Report: Financial industry in crosshairs of credential-stuffing botnets

Botnets mounting credential-stuffing attacks against the financial industry are on the rise, with a more than 20-percent uptick in a two-month period, a new report from Akamai has found.

Bad actors from the United States, Russia and Vietnam are using credential stuffing attacks to try to compromise financial services firms, Akamai says in its latest State of the Internet report

Credential stuffing attacks use “botnets” of compromised systems to flood websites with lists of usernames and passwords gathered from data breaches. The attacks can be used to assume an identity, gather information, or steal money and goods.

Akamai reports seeing significant botnet traffic on networks in financial services organizations of all types and sizes aiming to perpetrate these type of attacks, with 100 billion malicious login attempts from the beginning of November 2017 until the end of June 2018.

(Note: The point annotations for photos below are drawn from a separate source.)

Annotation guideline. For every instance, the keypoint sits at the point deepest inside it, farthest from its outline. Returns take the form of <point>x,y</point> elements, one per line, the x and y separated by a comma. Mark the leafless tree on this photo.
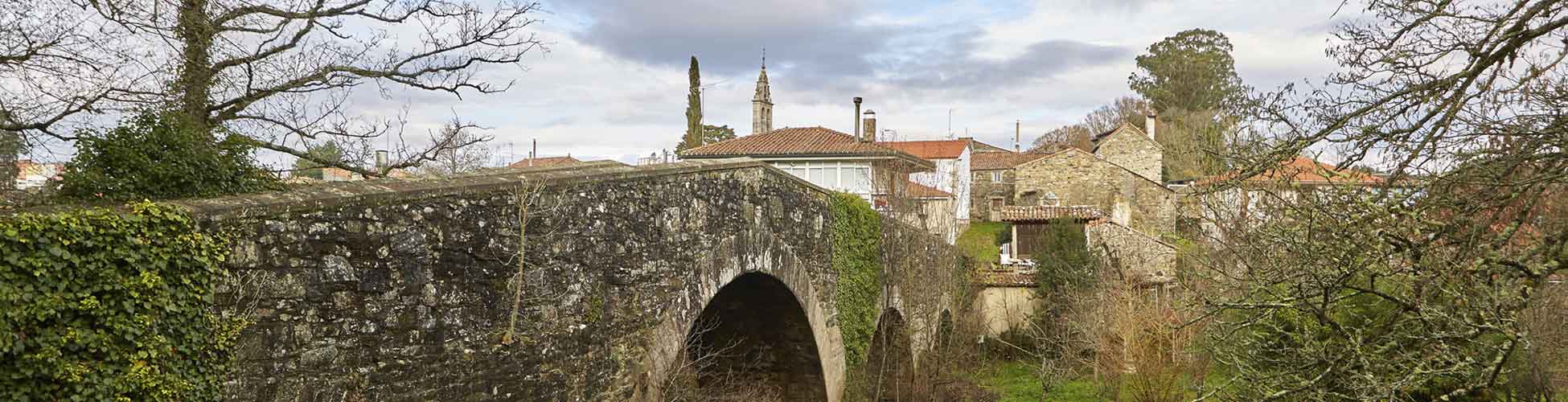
<point>280,72</point>
<point>1411,291</point>
<point>465,159</point>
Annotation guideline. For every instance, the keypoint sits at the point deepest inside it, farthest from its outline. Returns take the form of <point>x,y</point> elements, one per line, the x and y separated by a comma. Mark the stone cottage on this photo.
<point>952,159</point>
<point>993,181</point>
<point>1122,178</point>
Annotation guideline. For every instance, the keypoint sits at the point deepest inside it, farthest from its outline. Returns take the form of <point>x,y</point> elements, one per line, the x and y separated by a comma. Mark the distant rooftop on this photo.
<point>798,142</point>
<point>932,148</point>
<point>1001,161</point>
<point>531,162</point>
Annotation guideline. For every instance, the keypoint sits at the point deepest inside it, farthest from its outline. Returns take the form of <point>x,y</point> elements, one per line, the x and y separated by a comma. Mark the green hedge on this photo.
<point>105,305</point>
<point>856,258</point>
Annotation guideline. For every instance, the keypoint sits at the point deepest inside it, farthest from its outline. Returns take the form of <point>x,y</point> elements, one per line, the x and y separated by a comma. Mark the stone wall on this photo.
<point>402,291</point>
<point>1077,178</point>
<point>1139,255</point>
<point>1004,308</point>
<point>985,189</point>
<point>1132,150</point>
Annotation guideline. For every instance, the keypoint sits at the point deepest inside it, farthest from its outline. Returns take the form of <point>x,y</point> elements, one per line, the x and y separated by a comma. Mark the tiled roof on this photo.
<point>544,162</point>
<point>790,142</point>
<point>919,191</point>
<point>930,150</point>
<point>980,146</point>
<point>999,161</point>
<point>1049,212</point>
<point>1303,170</point>
<point>1125,126</point>
<point>1007,278</point>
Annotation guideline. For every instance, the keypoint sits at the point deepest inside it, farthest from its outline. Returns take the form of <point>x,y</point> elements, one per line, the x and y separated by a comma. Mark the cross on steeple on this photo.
<point>762,100</point>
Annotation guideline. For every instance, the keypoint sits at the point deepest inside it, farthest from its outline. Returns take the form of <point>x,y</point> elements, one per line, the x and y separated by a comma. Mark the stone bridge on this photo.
<point>430,291</point>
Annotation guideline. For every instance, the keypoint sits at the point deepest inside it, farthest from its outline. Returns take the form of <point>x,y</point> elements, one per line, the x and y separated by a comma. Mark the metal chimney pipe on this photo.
<point>1148,125</point>
<point>871,126</point>
<point>858,120</point>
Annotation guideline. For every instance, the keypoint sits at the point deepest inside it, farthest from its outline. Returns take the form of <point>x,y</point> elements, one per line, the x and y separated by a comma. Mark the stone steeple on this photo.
<point>762,102</point>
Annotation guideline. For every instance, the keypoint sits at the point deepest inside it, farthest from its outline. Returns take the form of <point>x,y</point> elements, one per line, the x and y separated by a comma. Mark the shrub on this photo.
<point>856,258</point>
<point>154,156</point>
<point>97,305</point>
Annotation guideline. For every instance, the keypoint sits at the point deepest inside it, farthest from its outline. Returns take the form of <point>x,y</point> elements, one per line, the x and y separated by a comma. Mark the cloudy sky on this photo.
<point>614,80</point>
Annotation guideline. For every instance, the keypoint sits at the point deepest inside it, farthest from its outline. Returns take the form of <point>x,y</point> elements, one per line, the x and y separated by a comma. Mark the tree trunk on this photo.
<point>191,87</point>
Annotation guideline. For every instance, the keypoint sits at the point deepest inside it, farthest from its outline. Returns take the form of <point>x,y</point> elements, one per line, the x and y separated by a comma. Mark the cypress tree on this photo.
<point>693,107</point>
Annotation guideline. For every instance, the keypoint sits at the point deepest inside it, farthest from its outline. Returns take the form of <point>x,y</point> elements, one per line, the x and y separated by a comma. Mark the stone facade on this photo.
<point>1077,178</point>
<point>1139,255</point>
<point>405,289</point>
<point>1004,308</point>
<point>987,194</point>
<point>1134,150</point>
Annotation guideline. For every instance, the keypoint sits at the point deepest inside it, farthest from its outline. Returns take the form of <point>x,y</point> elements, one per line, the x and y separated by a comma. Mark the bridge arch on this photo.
<point>753,339</point>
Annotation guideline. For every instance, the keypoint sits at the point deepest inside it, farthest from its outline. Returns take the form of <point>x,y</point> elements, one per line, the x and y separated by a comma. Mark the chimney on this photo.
<point>1018,125</point>
<point>858,120</point>
<point>1148,125</point>
<point>871,126</point>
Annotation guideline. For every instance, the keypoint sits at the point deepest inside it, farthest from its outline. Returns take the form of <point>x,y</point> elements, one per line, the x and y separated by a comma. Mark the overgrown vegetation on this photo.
<point>980,242</point>
<point>104,305</point>
<point>1418,288</point>
<point>157,156</point>
<point>856,258</point>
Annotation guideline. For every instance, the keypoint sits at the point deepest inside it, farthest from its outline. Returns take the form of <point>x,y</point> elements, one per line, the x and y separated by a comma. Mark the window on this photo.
<point>856,179</point>
<point>819,176</point>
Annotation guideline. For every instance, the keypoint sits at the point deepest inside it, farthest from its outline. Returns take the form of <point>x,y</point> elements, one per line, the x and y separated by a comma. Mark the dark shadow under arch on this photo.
<point>754,341</point>
<point>944,330</point>
<point>889,360</point>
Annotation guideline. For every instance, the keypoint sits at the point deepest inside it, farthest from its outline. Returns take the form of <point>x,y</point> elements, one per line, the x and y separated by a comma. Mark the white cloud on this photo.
<point>622,93</point>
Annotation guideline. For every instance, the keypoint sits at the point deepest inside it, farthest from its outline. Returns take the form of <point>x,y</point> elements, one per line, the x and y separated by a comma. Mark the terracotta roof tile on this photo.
<point>1007,278</point>
<point>919,191</point>
<point>999,161</point>
<point>1303,170</point>
<point>1049,212</point>
<point>930,150</point>
<point>980,146</point>
<point>790,142</point>
<point>544,162</point>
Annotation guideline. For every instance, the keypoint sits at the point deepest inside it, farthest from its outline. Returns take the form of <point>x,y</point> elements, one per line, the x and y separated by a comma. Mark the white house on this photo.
<point>952,168</point>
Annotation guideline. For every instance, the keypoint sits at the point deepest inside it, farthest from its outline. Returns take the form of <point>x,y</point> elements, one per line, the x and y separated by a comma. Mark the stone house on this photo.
<point>1135,253</point>
<point>934,211</point>
<point>1252,199</point>
<point>1076,178</point>
<point>1007,296</point>
<point>1131,148</point>
<point>993,181</point>
<point>952,159</point>
<point>825,158</point>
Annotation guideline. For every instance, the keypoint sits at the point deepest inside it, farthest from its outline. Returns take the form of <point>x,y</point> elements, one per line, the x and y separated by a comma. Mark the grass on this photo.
<point>1018,382</point>
<point>979,240</point>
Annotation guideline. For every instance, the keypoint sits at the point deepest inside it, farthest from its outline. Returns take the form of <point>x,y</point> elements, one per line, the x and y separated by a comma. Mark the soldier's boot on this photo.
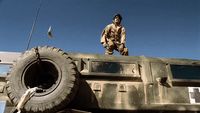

“What we’re seeing is that institutions of all sizes–from the very largest to much smaller one–have this threat,” Rich Bolstridge, Akamai chief strategist of financial services, told Security Ledger. “If you think you’re too small to have this risk, you’re wrong.”

The report found that these types of attacks lately have increased substantially, with 8.3 billion malicious login attempts in May and June, versus 6.4 billion in March and April. One such attack was so significant that it caused a major financial company’s login attempts to jump from an average of approximately 50,000 an hour to over 350,000 in one afternoon, according to researchers.

What’s even more troubling is that nearly half of financial organizations don’t have resources or protocol to prevent these types of attack,  resulting in a loss of credibility, profit and other negative effects  associated with the attacks, according to the report.

This is unwise, Bolstridge warned, as it leaves companies completely defenseless in the face of bad actors using botnets to credential-stuff their way to financial gain, or at the very least wreak havoc on a system by plaguing it with availability issues.

“Organizations should be prepared and include in their risk assessment what it would take to defend themselves against such an attack,” he said.

Dark Web inspires new attacks

Bolstridge cited a number of reasons for the increase in credential-stuffing attacks. One is that the credentials used in the attacks are from past data breaches and increasingly are becoming available for sale on the Dark Web, he said.

Another is that attackers don’t themselves need advanced coding or hacking skills to use this type of attack.

“You don’t need to have the technical skills to write a script that will try these user names and passwords,” Bolstridge said. “The botnets or the builders of the botnets go through that work and they are becoming much more sophisticated.”

Akamai sourced the data in the report from two of its own products. The first is Bot Manager Premier, which gathers intelligence from Akamai’s tools to classify bots and help customers combat malicious botnets based on their specific needs. The second source of data is Akamai’s Cloud Security Intelligence (CSI) platform, which collects data from multiple products across the company’s network to help feed intelligence to other Akamai products.

Graphic showing a spike in malicious vs. legitimate login attempts. (Image courtesy of Akamai.)

Tale of two attacks

The report specifically examines two attacks on financial sector that demonstrated common themes that can alert organizations to credential-stuffing attacks to help defend against them and prevent future attacks.

The first was detected after network administrators noticed a significant boost in traffic on the network of a Northern American credit union on the smaller scale of many financial-services organizations, Bostridge said. Further examination of the spike in traffic revealed three botnets targeting the network, only one of which was making the particular noise that alerted administrators to the attack, researchers found.

One of the other botnets discovered in the attack had actually been under the radar for some time, slowly and methodically trying to break in to the network. This actually can be more troublesome for an organization than a more obvious attack style, Bostridge said, because it can remain undetectable enough to do serious damage, he said.

“This low-and-slow type of attack is something that slips below the radar,” Bostridge said. “It only takes one successful one to cause a real problem.”

The second major botnet attack outlined in the report happened at a Fortune 500 financial services institution where a seven-fold spike in login attempts alerted administrators to a problem. Investigation into the activity found a credential-stuffing botnet sending hundreds of requests a minute to the company’s servers, researchers found.

In the case of both attacks, companies did not react to the situation until it became obvious there was a major traffic problem on the network, which is typical in how many organizations approach security, Bostridge said. However, a proactive approach would be better than a reactionary one in the case of credential-stuffing attacks, which “can become severe really quickly,” he said.

 The way forward

Aside from the obvious–using credentials to steal information or funds from financial services organizations and banks–credential-stuffing attacks also have a number of other negative ramifications for companies, Bostridge said.

“The impact is very broad,” he said. “Even beyond the accounts being breached, there is major impact against the institutions.”

Given the risk and result of such attacks, it’s prudent for companies to begin to acknowledge that the threat is real, and take the initial steps to keep an eye out for these attacks on their networks, Bostridge said.

“Institutions of all sizes need to educate themselves on what this threat is,” he said.

This can be done by staying abreast of the latest news available on these types of attacks as they occur, as well as look to information-sharing groups that financial institutions use to share knowledge to learn about the attacks.